Effective systems are designed to deliver:
- Repeatable, controlled cycles
- Validated performance
- Integration across environments and processes
- Operational efficiency and throughput support
The Role of Chemistry and Delivery
Achieving this level of control also depends on how biodecontamination is delivered.
Systems using vaporized hydrogen peroxide must balance:
- Efficacy
- Material compatibility
- Cycle time
- Safety
Lower concentration approaches, when properly engineered and validated, can support effective sporicidal performance while reducing material impact and improving cycle efficiency.
Material compatibility considerations are particularly important in laboratory and vivarium environments, where sensitive equipment, enclosures, and surfaces must be protected.
Equally important is how vapor is distributed:
- Engineered nozzle systems for larger spaces
- Targeted delivery for smaller enclosures
- Integrated approaches for isolators, BSCs, and equipment
Coverage is not incidental—it must be designed.
From Standalone Tools to Integrated Systems
As facilities evaluate their contamination control strategy, a key realization is emerging:
This level of control cannot be achieved with standalone tools alone.
It requires a system approach—one that connects:
- Equipment
- Spaces
- Transfer points
- Data
And aligns them with the facility’s contamination control strategy.
A Practical Path Forward
Not every facility will implement full automation across all processes—and that’s not required.
What matters is aligning your biodecontamination approach with:
- Your risk assessment
- Your process flow
- Your operational constraints
For some, that may mean improving consistency in targeted applications.
For others, it may involve integrating biodecontamination into material transfer, cleanroom, or containment workflows.
And for some, it may extend to fully automated, facility-wide systems.
The goal is not uniformity—it is control, consistency, and confidence.
This system-level approach is increasingly relevant across biopharmaceutical manufacturing, animal research facilities, and public health laboratories.
Where CURIS System Fits
CURIS System supports this transition by enabling integrated, scalable biodecontamination strategies across the full process—from receiving to release, as well as within research, containment, and vivarium environments.

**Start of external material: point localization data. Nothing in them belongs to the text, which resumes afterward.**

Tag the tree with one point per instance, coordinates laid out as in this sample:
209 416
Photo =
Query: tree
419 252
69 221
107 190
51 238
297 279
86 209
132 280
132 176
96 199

With engineered vapor delivery, automated and repeatable cycles, and integration with facility systems, CURIS solutions are designed to help you apply the right level of control where it matters most.

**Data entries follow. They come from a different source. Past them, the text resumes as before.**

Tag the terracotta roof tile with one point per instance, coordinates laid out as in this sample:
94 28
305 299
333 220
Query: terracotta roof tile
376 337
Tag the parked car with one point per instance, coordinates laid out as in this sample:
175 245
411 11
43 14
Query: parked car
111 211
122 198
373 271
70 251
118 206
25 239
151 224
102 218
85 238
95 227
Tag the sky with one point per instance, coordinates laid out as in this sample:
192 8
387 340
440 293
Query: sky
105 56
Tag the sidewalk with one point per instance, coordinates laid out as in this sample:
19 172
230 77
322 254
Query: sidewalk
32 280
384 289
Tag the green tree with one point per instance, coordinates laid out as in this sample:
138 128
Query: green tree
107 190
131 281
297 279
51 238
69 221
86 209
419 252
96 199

👉 Explore how integrated biodecontamination systems can be implemented in your facility.
Frequently Asked Questions
Q: Does an integrated biodecontamination strategy require full automation?

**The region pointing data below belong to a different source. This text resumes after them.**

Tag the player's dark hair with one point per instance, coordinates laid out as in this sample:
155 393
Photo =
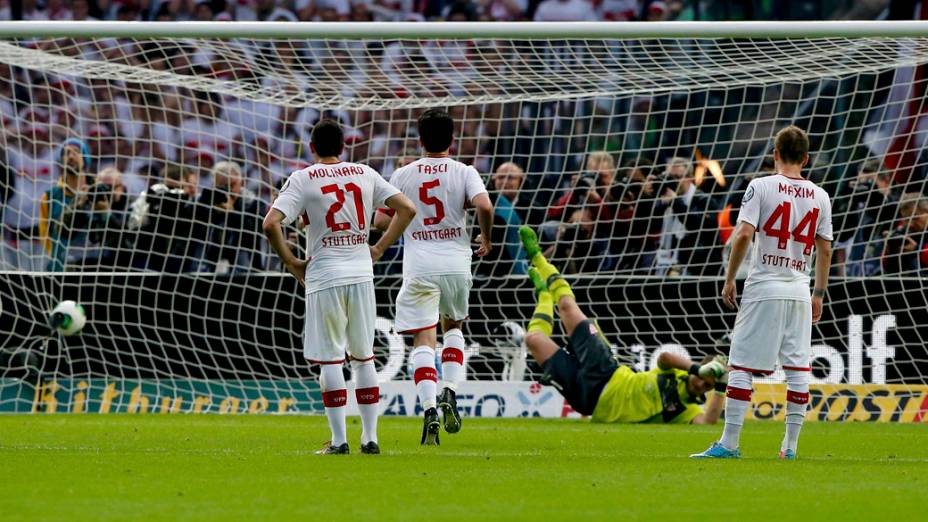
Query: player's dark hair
793 145
436 130
328 139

A: No. Integrated approaches can range from targeted applications to fully automated systems, depending on facility needs, risk assessment, and operational goals.
Q: How does this align with Annex 1 expectations?
A: Annex 1 emphasizes consistency, repeatability, and documentation across contamination control processes. Integrated systems help support these requirements by reducing variability and improving traceability.
Q: Can this approach be applied outside pharmaceutical manufacturing?
A: Yes. The same system-level principles apply to animal research facilities, vivariums, and public health laboratories where contamination control spans multiple environments and transitions.